The setup is completely standard. I booted the computer in UEFI mode and installed Void using the void-installer. It is connected to the network by ethernet. The installation is only used for testing various things and when I’m ready to shift from my main system, I will do a proper installation with encryption etc. and that’s why I unfortunately did not enable logging to begin with.


#4

The Debian message says you should install the Intel microcode package:

“THE MICROCODE PACKAGES FROM THE RECENT STABLE RELEASE (June 17th, 2017)
ALREADY HAVE THE SKYLAKE FIX, BUT YOU MAY HAVE TO INSTALL THEM.”
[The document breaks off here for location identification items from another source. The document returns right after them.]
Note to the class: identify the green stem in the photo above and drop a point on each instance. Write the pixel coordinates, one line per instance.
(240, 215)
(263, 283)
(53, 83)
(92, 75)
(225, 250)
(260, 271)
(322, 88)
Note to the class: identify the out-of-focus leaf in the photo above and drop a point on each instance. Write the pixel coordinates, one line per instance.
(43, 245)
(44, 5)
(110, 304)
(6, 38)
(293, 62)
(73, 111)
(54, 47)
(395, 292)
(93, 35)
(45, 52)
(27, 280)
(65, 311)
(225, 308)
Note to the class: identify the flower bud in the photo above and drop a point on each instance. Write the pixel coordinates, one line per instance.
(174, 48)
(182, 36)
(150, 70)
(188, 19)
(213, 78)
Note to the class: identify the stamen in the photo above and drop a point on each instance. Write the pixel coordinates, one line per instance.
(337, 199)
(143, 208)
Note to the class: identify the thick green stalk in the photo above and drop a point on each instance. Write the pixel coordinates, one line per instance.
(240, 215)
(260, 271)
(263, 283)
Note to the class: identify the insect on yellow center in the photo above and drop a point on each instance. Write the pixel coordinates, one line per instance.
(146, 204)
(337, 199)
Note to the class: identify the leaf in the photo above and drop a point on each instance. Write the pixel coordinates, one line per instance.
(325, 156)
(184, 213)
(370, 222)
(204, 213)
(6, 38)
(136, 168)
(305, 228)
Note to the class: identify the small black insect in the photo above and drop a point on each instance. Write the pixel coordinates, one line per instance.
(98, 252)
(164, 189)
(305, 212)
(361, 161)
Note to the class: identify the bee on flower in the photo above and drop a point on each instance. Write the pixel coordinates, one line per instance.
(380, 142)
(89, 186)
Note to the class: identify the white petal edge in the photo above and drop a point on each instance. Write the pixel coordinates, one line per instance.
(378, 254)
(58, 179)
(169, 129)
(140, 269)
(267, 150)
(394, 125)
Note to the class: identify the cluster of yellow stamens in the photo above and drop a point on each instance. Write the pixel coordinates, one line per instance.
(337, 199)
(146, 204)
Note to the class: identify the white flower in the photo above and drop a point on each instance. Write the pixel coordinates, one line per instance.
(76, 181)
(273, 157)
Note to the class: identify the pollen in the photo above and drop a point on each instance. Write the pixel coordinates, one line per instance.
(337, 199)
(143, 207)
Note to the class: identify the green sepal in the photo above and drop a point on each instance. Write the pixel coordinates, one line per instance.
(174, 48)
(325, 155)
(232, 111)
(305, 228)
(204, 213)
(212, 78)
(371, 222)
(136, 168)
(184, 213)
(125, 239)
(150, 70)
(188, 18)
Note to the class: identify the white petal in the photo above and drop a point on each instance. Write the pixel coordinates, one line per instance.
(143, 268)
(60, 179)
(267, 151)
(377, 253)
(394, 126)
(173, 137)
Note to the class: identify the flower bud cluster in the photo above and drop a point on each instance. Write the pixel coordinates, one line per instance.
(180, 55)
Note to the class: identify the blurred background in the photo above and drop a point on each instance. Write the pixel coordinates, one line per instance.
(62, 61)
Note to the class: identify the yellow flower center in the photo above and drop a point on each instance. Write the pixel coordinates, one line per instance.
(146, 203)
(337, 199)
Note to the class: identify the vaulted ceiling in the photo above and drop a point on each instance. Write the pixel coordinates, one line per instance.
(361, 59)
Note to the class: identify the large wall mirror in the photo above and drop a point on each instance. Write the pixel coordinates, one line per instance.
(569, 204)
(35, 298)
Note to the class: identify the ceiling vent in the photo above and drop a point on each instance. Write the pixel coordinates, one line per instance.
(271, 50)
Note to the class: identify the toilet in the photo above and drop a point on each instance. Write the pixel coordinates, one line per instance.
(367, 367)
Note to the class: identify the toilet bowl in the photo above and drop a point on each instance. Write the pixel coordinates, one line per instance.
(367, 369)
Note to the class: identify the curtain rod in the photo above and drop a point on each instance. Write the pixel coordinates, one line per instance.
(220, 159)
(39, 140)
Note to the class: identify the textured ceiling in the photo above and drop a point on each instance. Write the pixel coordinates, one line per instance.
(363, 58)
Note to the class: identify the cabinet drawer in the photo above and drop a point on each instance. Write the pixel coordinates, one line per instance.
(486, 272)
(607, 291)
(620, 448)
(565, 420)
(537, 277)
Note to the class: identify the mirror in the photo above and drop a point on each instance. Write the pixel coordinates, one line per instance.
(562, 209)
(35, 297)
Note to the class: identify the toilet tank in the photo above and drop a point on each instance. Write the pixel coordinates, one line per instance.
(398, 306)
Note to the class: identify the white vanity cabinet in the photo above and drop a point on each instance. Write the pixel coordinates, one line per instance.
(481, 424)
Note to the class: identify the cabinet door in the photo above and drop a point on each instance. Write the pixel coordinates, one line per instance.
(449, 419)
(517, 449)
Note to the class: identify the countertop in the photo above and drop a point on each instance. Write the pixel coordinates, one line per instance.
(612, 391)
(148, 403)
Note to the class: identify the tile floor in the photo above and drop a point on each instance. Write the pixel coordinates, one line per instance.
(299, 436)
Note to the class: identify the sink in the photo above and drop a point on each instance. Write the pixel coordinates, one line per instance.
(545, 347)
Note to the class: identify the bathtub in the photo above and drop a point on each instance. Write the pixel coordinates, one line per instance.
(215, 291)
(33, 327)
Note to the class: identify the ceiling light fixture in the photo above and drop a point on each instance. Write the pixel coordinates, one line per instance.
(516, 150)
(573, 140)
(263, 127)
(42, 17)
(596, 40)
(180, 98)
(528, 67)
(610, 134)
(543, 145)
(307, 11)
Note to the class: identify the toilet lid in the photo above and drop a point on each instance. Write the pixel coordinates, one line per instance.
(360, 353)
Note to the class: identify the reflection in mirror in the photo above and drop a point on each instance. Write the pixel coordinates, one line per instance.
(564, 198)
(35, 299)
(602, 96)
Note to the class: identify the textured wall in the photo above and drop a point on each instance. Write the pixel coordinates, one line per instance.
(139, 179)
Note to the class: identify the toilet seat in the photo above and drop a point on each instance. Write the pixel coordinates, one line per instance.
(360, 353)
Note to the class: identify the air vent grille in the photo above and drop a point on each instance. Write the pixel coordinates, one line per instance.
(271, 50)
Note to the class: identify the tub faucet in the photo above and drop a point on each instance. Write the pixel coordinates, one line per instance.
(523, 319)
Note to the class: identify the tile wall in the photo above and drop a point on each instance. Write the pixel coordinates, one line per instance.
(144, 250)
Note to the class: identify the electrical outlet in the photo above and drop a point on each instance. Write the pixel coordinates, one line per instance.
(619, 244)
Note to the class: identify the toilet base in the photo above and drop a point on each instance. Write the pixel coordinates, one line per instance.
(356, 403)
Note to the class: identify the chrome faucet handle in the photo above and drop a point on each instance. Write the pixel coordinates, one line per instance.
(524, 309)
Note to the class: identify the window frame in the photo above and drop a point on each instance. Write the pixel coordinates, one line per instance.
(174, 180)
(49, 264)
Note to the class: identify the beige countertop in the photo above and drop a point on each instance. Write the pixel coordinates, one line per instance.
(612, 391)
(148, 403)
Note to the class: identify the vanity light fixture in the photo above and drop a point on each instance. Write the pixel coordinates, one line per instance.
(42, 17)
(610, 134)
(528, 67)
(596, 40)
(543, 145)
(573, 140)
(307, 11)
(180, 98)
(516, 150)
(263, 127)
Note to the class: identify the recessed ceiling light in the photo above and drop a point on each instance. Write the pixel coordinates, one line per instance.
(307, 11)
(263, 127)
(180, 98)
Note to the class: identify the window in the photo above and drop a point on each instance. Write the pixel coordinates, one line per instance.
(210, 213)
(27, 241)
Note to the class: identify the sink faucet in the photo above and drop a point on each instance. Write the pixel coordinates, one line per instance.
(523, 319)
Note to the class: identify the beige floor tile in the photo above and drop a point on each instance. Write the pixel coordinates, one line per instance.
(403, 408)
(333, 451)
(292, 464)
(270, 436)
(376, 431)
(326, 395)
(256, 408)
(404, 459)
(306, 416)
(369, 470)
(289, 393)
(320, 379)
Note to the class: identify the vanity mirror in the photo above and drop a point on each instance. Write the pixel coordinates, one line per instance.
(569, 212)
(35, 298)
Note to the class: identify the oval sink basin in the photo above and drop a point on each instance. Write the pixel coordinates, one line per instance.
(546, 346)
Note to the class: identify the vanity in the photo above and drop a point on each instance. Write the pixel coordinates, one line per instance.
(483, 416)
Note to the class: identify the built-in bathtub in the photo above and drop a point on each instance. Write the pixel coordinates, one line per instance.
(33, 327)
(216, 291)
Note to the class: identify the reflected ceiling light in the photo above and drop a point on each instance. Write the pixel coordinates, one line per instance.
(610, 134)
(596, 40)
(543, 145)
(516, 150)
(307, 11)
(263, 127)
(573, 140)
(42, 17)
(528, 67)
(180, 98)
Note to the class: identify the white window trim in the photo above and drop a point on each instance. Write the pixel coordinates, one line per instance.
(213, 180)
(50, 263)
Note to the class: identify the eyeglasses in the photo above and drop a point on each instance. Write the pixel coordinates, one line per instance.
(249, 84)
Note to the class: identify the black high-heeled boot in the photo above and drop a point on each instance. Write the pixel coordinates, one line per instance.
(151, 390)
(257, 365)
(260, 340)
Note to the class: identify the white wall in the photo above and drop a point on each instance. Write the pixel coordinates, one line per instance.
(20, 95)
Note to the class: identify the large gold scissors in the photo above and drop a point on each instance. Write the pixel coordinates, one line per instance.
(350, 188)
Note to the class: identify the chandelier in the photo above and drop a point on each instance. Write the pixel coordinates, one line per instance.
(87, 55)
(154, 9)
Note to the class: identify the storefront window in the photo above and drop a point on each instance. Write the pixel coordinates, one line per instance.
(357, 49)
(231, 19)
$ xbps-query -Rs intel-ucode
[*] intel-ucode-20170707_1 Microcode update files for Intel CPUs

#5

i7-7700 is a Kaby Lake processor so the fix is currently only avaliable through a BIOS/UEFI update:

The Kaby Lake microcode updates that fix this issue are currently only
available to system vendors, so you will need a BIOS/UEFI update to get
it.


#6

The Debian message is outdated.

Look at the latest microcode update from Intel, released a few days ago:

“This update includes patches for SKL and KBL processors that addresses a processor/microcode defect with Hyper-Threading enabled. There are total of three patches - one for SKL and two for KBL.”

The problem seems to be fixed now.


#7

You are absolutely right. I didn’t think Intel would be so fast to release the microcode.

Now I can install the package and exclude hyperthreading as cause of the crash if it happens again. Maybe something else has also been fixed in an earlier version. Thanks for pointing this out.